Melissa graduated from UT Tyler in mid-December with her Master's in Business Administration.  Knox was sick.

Christmas Eve morning in Graham.

About two months post-Christmas Judson proposed to Elizabeth... so Koby and I are getting a brother in law and Knox and Hayes are getting an UNCLE!

Christmas Eve in Throckmorton - Knox was not sick and we discovered just how much he will do for attention.

Hayes' first Christmas.

White Christmas Day in Bryson.

Day after Christmas in Austin.

Melissa and I on New Year's Eve day at her studio apartment in Deep Ellum.  She will kill me for putting this on the blog but isn't she pretty without makeup?

Married friends Clay and Belinda in this picture - Baby Maybelin is here too but not many people knew that yet!
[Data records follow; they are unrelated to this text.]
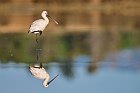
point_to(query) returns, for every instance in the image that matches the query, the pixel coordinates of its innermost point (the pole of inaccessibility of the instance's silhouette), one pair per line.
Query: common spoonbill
(39, 25)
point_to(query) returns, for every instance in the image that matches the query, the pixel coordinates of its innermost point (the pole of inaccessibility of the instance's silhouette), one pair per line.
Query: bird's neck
(45, 81)
(45, 18)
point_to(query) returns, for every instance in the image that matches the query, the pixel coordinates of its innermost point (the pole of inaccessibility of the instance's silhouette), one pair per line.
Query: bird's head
(45, 13)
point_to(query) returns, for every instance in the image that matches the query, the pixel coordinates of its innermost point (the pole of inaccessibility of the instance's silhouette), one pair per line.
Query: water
(91, 51)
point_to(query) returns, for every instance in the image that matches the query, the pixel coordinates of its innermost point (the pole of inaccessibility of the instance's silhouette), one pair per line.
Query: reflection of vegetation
(21, 47)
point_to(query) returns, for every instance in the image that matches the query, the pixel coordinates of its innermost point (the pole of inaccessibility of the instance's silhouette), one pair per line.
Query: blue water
(109, 77)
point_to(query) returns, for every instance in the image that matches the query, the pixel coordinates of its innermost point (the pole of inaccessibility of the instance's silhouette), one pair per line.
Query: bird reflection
(39, 72)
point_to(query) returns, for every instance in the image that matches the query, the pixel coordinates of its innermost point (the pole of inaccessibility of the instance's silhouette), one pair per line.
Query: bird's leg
(41, 65)
(36, 39)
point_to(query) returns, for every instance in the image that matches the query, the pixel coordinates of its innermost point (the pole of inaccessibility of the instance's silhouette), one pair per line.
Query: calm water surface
(93, 52)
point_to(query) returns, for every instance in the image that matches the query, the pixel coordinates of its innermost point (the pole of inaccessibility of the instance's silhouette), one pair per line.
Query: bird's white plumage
(40, 24)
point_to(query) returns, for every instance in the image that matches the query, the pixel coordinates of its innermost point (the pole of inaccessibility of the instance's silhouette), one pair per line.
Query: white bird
(39, 25)
(40, 73)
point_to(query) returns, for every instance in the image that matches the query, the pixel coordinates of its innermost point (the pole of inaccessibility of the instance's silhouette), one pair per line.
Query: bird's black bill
(52, 79)
(53, 19)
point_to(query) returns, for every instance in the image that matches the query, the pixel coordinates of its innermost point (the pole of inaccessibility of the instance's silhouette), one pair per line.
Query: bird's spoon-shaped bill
(53, 19)
(52, 79)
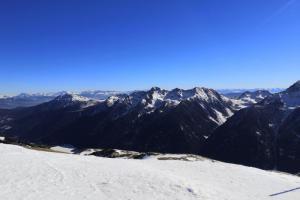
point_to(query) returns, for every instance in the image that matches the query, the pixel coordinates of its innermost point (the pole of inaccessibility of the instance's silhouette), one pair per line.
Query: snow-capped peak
(289, 99)
(294, 88)
(68, 97)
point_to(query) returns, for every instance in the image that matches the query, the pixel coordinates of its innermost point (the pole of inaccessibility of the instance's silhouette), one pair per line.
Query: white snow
(28, 174)
(63, 149)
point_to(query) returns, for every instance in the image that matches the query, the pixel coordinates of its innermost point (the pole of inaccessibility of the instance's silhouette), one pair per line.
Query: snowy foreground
(34, 175)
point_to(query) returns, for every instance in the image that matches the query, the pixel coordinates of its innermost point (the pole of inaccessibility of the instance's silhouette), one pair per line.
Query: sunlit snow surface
(34, 175)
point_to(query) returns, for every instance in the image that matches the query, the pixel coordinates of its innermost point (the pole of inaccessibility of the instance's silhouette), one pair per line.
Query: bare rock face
(264, 135)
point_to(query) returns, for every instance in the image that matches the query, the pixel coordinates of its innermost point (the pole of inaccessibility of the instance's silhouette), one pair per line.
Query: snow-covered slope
(34, 175)
(28, 100)
(250, 98)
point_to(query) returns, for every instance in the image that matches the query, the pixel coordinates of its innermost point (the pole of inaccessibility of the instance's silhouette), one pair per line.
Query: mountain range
(28, 100)
(256, 128)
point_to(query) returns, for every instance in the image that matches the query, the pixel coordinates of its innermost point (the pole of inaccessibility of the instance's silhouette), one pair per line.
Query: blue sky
(54, 45)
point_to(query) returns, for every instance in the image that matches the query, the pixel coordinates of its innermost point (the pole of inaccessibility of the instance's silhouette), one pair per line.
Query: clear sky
(54, 45)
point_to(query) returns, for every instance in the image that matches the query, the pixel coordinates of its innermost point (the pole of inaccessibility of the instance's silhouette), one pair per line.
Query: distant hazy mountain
(235, 93)
(155, 120)
(28, 100)
(265, 135)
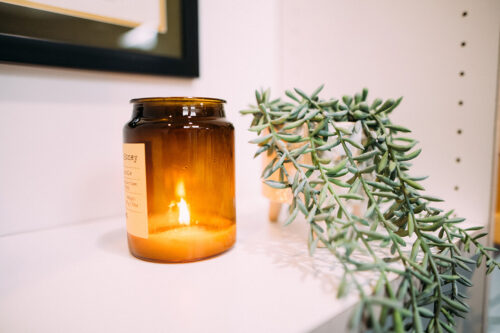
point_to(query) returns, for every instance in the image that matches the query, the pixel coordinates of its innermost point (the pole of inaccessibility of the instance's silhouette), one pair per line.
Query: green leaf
(339, 166)
(383, 162)
(351, 196)
(398, 128)
(275, 184)
(454, 304)
(291, 95)
(411, 224)
(258, 128)
(289, 137)
(328, 146)
(366, 156)
(354, 143)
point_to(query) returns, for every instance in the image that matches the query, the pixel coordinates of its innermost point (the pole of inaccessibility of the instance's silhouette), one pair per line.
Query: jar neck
(178, 108)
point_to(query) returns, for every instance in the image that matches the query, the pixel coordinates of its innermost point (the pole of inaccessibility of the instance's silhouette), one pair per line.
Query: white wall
(60, 129)
(411, 49)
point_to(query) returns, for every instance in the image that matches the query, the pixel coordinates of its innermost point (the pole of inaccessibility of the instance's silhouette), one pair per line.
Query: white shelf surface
(81, 278)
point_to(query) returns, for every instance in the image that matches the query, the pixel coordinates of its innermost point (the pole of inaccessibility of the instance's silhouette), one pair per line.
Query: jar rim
(178, 99)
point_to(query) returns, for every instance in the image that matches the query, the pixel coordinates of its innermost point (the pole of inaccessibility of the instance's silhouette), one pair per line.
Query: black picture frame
(19, 49)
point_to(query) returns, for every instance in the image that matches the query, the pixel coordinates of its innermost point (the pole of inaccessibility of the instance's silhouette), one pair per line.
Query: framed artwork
(135, 36)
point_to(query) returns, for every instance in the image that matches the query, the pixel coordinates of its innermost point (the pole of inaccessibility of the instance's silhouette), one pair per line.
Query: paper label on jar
(134, 162)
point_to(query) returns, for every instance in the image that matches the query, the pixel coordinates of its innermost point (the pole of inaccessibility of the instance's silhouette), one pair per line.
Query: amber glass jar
(179, 179)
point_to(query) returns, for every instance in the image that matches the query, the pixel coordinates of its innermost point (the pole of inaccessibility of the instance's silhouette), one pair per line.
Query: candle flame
(184, 217)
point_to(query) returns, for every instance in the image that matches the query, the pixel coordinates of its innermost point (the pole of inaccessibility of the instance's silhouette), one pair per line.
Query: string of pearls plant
(423, 243)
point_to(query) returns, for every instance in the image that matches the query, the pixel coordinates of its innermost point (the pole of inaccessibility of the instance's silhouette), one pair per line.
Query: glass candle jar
(179, 179)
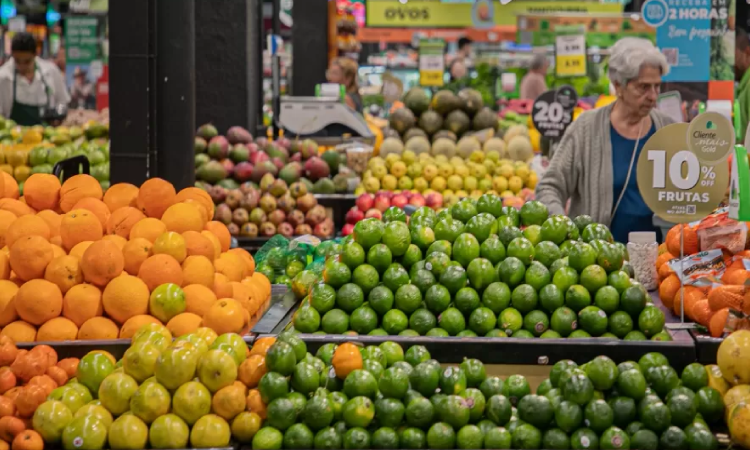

Koby and I ate dinner with Clay and Belinda, then went back to Melissa's apartment and watched movies.  I fell asleep before 11:00 pm.  Happy New Year.

On New Year's Day we flew to Vegas.  I think this is the first night - I'm by the Fountains at the Bellagio.

Our hotel/casino in Vegas where we lost about $25 on the slot machines.  Apparently we know nothing about gambling.

Back in Bryson.  Knox has the flu in this picture, but we don't know it yet. 

Can't you tell?  Also, I don't know why I let him wear that shirt.

Playing hooky from school.  Not really.  Knox had both types of the flu (A and B) and I got it too, so we had to stay home for a few days.


I forced this mural activity upon my son to make self-proclaimed world's cutest Valentine cards.


Knox ate an Oreo.


A week before Spring Break, Knox came down with strep throat and an ear infection.  The Friday before Spring Break we found out Hayes had RSV at his four months checkup (a few hours after this photo was taken). Koby and I both got a 12 hour stomach flu on the Monday of Spring Break.  It was a weird few weeks.

A few weeks after this Knox got sick again. No idea what it was that time.

Over Spring Break (once every one was well) we took the boys to the Abilene Zoo.  First zoo trip!

And now we're caught up!

Are your eyes bleeding?  I will try and never let this happen again, for all our sakes.